Zur Geschichte der Bildagenturen: Was sind Bildagenturen (Teil 3)
Matthias Bruhn: Was sind Bildagenturen (Teil 3.)
Was Bildagenturen sind, lässt sich eigentlich nicht verbindlich bestimmen, denn sie sind aus Fotoarchiven, Kunstverlagen und Telegrafenbüros hervorgegangen, verbinden Prinzipien des Versandhandels mit Verlagsaufgaben, den Bildaustausch mit der Textnachricht. Das Foto steht in Konkurrenz zum transitorischen Fernsehbild und der multimedialen Information.
Je nach Definition beginnt die Geschichte der Nachrichtenagenturen also mit dem Illustrationswesen um 1830 und ihrem Bedarf nach Nachrichten, mit den Anfängen der reproduzierbaren Fotografie, mit dem Aufbau von Nachrichtennetzen (Havas, Reuter, Wolff, AP) Mitte des 19. Jahrhunderts oder mit dem Weltmarktvertrieb für Bilder, wie er durch Keystone oder Underwood großgemacht wurde.
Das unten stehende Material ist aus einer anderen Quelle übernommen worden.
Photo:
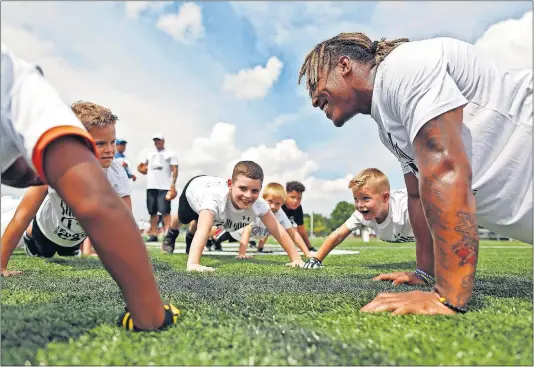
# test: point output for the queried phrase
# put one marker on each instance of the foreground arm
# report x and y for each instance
(423, 238)
(301, 229)
(449, 206)
(79, 180)
(334, 239)
(204, 224)
(24, 214)
(280, 234)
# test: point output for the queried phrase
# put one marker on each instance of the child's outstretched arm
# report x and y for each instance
(334, 239)
(24, 214)
(280, 234)
(243, 244)
(204, 224)
(75, 173)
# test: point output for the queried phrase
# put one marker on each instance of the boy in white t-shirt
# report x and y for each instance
(230, 204)
(43, 142)
(377, 207)
(275, 196)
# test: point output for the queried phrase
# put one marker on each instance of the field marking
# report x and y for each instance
(232, 249)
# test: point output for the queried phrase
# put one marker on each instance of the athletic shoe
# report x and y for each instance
(188, 241)
(170, 240)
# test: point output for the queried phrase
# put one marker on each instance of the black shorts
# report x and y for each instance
(186, 214)
(155, 202)
(46, 248)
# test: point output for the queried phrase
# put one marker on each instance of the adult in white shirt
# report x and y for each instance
(461, 128)
(378, 208)
(161, 168)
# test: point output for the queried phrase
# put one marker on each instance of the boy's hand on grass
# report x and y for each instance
(401, 277)
(8, 273)
(415, 302)
(198, 267)
(296, 263)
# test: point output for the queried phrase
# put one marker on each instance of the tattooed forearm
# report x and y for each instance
(467, 248)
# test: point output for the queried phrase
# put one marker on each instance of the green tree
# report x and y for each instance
(340, 214)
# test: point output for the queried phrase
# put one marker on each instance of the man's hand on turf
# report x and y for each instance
(401, 277)
(198, 267)
(415, 302)
(8, 273)
(313, 263)
(296, 263)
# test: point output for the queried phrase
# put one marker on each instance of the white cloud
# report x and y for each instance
(134, 9)
(339, 185)
(509, 42)
(185, 26)
(254, 83)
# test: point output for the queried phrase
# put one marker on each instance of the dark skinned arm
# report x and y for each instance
(75, 173)
(449, 206)
(423, 238)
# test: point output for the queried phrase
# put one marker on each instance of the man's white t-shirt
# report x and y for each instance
(57, 221)
(212, 193)
(30, 107)
(396, 227)
(259, 230)
(421, 80)
(159, 175)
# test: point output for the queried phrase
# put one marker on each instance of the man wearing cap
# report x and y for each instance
(121, 158)
(161, 168)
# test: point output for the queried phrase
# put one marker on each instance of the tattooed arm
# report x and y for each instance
(449, 207)
(449, 204)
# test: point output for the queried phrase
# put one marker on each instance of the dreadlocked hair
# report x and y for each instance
(355, 45)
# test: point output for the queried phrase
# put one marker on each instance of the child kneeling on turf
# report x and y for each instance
(44, 143)
(377, 208)
(230, 204)
(275, 196)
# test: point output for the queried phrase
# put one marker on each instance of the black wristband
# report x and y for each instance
(449, 305)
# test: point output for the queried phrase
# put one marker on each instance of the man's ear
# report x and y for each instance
(344, 65)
Im Sinne individueller Bildleistungen fahndet die Forschung bevorzugt nach prominenten Vertretern einer Zunft oder legt Chroniken einzelner Unternehmen, vor allem AP, Keystone und Magnum vor. Damit folgt sie weiterhin der Idee eines geistigen Urhebers, der auch in einem agenturmäßig organisierten Betrieb noch seine Autorität und Eigenart hat. Der Markt ist das Feld, auf dem sich eine unternehmerische, journalistische oder künstlerische Idee bewähren muss.
In der behördenartigen Logistik der Agentur und ihrer möglichst anonymisierten Zulieferer werden jedoch optische Ereignisse gleich welcher Form und Medialität mehr und mehr zu einem intellektuellen Content; die Folge ist umgekehrt, das auch ein belangloses Motiv, etwa das Bild eines Mannes am Flughafen, durch Vertrieb in einem „professionellen“ Verbund, durch Push-Angebote im Internet und durch entsprechende Lizenzierung zu einem Wertstoff gemacht werden kann, was sich wiederum die Stock Branche für die Wiederverwertung alltäglicher Motive zunutze macht. Ein Großteil der heute gehandelten Bildartefakte sind solche Servicebausteine in einer Welt der Produktgestaltung, die ausdrücklich keine autonomen Werke mehr darstellen. Durch rein logistische Vorzüge wie schnelle Lieferung, Bedienerfreundlichkeit und nutzungsorientierte Verschlagwortung von Datenbanken, verlässliche Abrechnungen oder einheitliche Qualität kann ein simples Motiv zum Markenartikel gemacht werden.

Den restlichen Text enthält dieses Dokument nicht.